James Wymer, MD, FAAN: Nusinersen came out in December 2016. That was a huge event for SMA [spinal muscular atrophy] patients because it was the first medication that would actually treat the underlying disease cause. When we talk about the disease, we talk about SMN1 and SMN2. One percent of SMN2 is abnormal, compared with the normal SMN1. Nusinersen can change the way the protein is produced in SMN2, so it becomes more like SMN1. It doesn’t replace SMN1, but it helps make it function more like SMN1. When you can increase that amount of functional SMN1, you provide the body with the tools it needs to fight this disease.

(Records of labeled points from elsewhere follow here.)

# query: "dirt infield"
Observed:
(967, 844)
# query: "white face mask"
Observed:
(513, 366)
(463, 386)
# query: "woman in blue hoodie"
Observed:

The introduction of a medication in 2016 that allowed us to directly go in and correct the genetic abnormality was huge. We’ve never had an opportunity like that in neurology. In the clinical trials that got it FDA approved, kids who typically wouldn’t have been able to walk had dramatic improvement with this introduction. It’s been approved across all stages of SMA and in all ages because of its benefit.
Nusinersen has been FDA approved across all stages of SMA, in types 1, 2, 3, and 4. We know from the data that the earlier you get it in the disease course, the more the benefit, but that is still being analyzed. That is still being looked at.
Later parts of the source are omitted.